Como a alfa-sinucleína pode se tornar mais comumente usada no diagnóstico clínico da doença de Parkinson?

Atualmente, a Doença de Parkinson é diagnosticada clinicamente, mas há um interesse crescente no desenvolvimento de uma definição biológica utilizando biomarcadores, à semelhança do que tem sido feito na investigação da doença de Alzheimer. Embora os biomarcadores de alfa sinucleína ainda não estejam integrados na prática clínica, eles são inestimáveis para o avanço da investigação. Prevemos que, com o tempo, o papel dos biomarcadores de alfa sinucleína no diagnóstico de Parkinson evoluirá.

De que forma os biomarcadores podem melhorar o diagnóstico dos pacientes?

Vários biomarcadores periféricos para alfa sinucleína estão surgindo, incluindo aqueles de líquido cefalorraquidiano, pele e até mesmo amostras de sangue. No entanto, o que realmente precisamos são de biomarcadores preditivos e de progressão da doença. A sensibilidade e a especificidade destes biomarcadores irão melhorar e novos candidatos mostram-se promissores. Atualmente, esses biomarcadores não são amplamente utilizados para o Parkinson, mas possuem um potencial significativo.

Qual é a viabilidade do uso da alfa sinucleína como biomarcador confiável para a doença de Parkinson?

Vários fatores devem estar alinhados para que a alfa-sinucleína se torne um biomarcador confiável para a doença de Parkinson. Os avanços científicos, a validação de biomarcadores para fins clínicos e de investigação e as mudanças políticas fazem parte da equação. Estão a ser feitos progressos e as barreiras estão a ser gradualmente eliminadas, mas ainda há muito trabalho a fazer.

Como determinamos a eficácia dos biomarcadores?

Identificar biomarcadores eficazes é crucial. Exigimos biomarcadores que prevejam quem está em risco de desenvolver a doença, biomarcadores que possam medir com precisão as respostas ao tratamento em ensaios clínicos e, em última análise, estes biomarcadores necessitam de validação para potenciais tratamentos modificadores da doença. A eficácia dos biomarcadores dependerá da sua capacidade de cumprir estas funções.

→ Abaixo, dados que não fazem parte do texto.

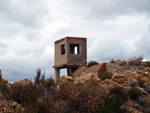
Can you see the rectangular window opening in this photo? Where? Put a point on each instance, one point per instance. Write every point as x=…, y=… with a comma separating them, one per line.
x=63, y=49
x=74, y=49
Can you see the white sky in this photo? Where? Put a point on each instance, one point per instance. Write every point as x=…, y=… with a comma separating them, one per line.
x=118, y=29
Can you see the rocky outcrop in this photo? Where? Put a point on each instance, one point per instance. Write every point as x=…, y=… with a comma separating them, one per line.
x=9, y=106
x=21, y=83
x=66, y=78
x=0, y=75
x=79, y=71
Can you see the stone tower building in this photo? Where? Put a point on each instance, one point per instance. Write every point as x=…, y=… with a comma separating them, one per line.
x=70, y=53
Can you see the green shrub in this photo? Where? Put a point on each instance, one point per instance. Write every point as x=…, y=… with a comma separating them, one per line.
x=106, y=75
x=113, y=101
x=92, y=63
x=134, y=93
x=27, y=94
x=112, y=61
x=135, y=61
x=141, y=82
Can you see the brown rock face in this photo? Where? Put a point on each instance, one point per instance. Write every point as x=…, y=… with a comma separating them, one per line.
x=21, y=83
x=66, y=78
x=0, y=74
x=119, y=78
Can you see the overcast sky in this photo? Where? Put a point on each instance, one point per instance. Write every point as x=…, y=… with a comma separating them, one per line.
x=118, y=29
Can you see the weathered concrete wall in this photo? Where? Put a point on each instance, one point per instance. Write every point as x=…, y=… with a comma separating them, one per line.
x=0, y=74
x=68, y=58
x=82, y=56
x=60, y=59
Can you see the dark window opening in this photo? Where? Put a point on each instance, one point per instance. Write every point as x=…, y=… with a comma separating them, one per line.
x=74, y=49
x=63, y=49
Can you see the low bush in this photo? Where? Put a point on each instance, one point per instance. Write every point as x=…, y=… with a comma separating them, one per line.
x=147, y=89
x=134, y=93
x=114, y=100
x=119, y=92
x=141, y=82
x=133, y=84
x=27, y=94
x=92, y=63
x=81, y=97
x=106, y=75
x=112, y=61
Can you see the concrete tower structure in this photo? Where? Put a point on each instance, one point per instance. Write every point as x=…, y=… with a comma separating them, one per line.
x=70, y=53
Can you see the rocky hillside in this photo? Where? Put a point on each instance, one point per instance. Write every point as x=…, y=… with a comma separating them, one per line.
x=118, y=87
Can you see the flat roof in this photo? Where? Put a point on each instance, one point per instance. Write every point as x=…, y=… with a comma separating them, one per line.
x=69, y=38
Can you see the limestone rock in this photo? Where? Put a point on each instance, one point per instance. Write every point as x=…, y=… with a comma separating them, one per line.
x=119, y=78
x=94, y=68
x=0, y=75
x=21, y=83
x=79, y=71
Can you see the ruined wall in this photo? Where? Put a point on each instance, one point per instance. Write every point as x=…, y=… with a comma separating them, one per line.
x=69, y=57
x=59, y=58
x=80, y=58
x=0, y=74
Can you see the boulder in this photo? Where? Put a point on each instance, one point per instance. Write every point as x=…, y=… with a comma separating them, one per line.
x=66, y=78
x=79, y=71
x=22, y=83
x=121, y=63
x=94, y=68
x=119, y=78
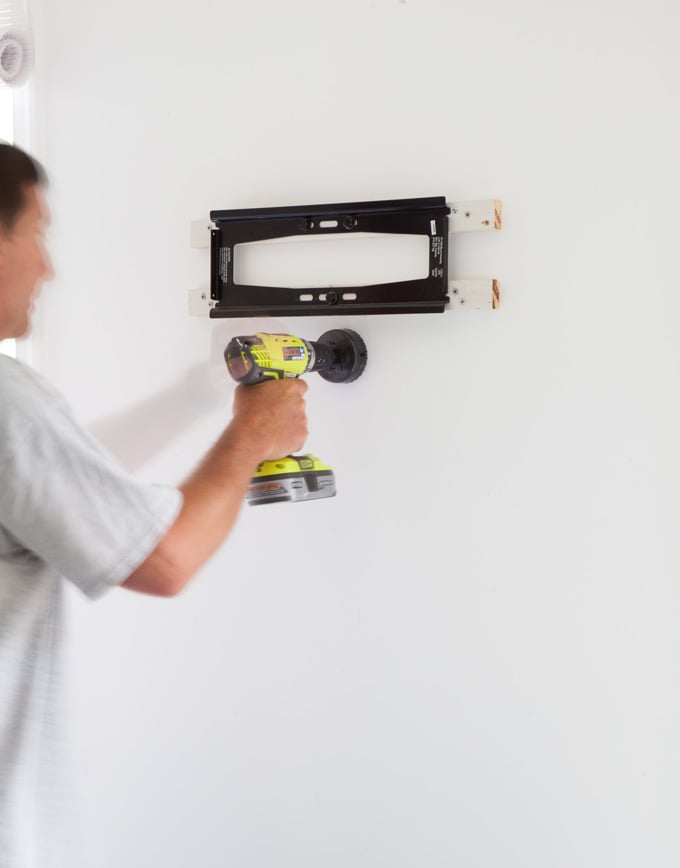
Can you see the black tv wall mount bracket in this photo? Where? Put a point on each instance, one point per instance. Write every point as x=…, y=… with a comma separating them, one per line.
x=431, y=217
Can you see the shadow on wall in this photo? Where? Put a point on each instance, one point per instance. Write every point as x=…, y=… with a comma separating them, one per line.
x=138, y=433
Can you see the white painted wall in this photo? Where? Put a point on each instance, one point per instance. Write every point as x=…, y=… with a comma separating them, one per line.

Como determinamos a eficácia dos biomarcadores?

Identificar biomarcadores eficazes é crucial. Exigimos biomarcadores que prevejam quem está em risco de desenvolver a doença, biomarcadores que possam medir com precisão as respostas ao tratamento em ensaios clínicos e, em última análise, estes biomarcadores necessitam de validação para potenciais tratamentos modificadores da doença. A eficácia dos biomarcadores dependerá da sua capacidade de cumprir estas funções.

Qual é a importância de identificar e tratar pacientes no estágio prodrômico?

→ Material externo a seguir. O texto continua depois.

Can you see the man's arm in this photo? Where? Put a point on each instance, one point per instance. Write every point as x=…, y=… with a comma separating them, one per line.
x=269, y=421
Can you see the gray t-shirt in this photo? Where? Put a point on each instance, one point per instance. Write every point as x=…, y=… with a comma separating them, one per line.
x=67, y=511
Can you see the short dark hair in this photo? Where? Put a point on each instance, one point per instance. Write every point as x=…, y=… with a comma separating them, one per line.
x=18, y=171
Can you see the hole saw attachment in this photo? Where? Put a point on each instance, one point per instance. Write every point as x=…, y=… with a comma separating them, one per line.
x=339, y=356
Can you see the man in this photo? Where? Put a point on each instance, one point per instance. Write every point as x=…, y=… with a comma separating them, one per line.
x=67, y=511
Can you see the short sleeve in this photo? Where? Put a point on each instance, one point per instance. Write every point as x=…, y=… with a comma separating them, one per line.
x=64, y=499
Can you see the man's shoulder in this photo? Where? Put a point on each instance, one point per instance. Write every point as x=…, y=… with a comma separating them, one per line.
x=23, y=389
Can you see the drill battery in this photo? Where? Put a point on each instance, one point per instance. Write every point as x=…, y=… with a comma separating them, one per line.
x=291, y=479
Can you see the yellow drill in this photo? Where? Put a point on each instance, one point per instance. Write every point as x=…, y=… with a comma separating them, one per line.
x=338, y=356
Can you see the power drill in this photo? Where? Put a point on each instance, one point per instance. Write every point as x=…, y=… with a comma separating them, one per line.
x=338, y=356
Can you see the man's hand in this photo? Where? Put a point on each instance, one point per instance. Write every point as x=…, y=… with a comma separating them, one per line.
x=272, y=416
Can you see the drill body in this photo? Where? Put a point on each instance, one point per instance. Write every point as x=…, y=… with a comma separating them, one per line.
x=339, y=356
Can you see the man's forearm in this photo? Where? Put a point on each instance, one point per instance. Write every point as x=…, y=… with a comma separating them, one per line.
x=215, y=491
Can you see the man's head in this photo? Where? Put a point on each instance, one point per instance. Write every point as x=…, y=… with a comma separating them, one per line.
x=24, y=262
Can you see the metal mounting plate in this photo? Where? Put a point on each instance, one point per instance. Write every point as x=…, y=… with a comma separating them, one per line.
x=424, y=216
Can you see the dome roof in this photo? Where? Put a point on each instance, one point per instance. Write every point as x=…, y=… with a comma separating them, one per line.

Reconhecer os sintomas prodrômicos do Parkinson, como sintomas não motores, como perda do olfato, comportamento do sono REM e vários problemas gastrointestinais e autonômicos, é vital. Esses sintomas podem se manifestar anos antes dos sintomas motores e servir como indicadores precoces da doença. Identificar e tratar indivíduos na fase prodrômica é essencial para avançar na compreensão e no manejo da doença de Parkinson. Original em inglês, tradução Google, revisão Hugo. Fonte: Neurologylive.

Parar a progressão da doença

260923 - O Parkinson é uma doença progressiva, o que significa que com o tempo os sintomas vão piorar. Portanto, o primeiro e mais crítico passo em qualquer cura para o Parkinson é encontrar um tratamento que retarde ou interrompa a progressão da doença.

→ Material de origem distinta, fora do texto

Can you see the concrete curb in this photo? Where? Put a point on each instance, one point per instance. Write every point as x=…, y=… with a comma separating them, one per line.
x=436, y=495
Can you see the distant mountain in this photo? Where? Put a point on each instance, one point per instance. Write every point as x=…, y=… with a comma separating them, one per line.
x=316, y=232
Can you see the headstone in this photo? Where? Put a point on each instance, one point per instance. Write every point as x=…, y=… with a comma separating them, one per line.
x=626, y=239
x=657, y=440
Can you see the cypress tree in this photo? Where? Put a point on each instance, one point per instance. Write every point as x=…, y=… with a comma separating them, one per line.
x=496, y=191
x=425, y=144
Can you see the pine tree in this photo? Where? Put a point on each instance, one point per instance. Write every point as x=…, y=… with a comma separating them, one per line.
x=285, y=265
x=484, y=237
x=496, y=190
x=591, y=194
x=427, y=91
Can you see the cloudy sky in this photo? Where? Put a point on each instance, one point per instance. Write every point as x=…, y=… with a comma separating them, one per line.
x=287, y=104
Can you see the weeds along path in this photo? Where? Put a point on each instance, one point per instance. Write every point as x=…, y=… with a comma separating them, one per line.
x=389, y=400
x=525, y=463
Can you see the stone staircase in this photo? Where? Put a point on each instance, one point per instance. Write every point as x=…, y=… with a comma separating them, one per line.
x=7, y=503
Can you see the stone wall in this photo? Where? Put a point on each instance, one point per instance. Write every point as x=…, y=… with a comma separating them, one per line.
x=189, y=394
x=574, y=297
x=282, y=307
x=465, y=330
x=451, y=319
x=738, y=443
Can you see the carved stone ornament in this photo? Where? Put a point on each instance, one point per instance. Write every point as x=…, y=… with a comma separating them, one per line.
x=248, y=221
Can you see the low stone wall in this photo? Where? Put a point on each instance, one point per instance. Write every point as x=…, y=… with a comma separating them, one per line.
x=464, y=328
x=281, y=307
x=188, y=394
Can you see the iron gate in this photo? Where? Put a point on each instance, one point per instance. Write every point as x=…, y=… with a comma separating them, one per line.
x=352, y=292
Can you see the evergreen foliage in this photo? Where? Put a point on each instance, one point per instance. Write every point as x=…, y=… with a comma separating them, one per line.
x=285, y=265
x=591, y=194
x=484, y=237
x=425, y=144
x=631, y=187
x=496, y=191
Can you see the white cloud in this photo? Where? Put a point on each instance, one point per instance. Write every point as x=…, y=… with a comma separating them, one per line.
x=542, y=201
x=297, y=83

A perda progressiva de neurônios dopaminérgicos no cérebro é uma das marcas do Parkinson. Não se sabe exatamente por que estas células específicas são vulneráveis à doença de Parkinson, mas a consciência da sua perda forneceu um ponto focal para os nossos esforços de investigação.

Numerosos estudos pré-clínicos em modelos laboratoriais da doença de Parkinson apontaram para certas vias biológicas nas células que podem ser alvo; e estes projetos levaram ao início de ensaios clínicos do Cure Parkinson’s com o objetivo de impedir a progressão da doença.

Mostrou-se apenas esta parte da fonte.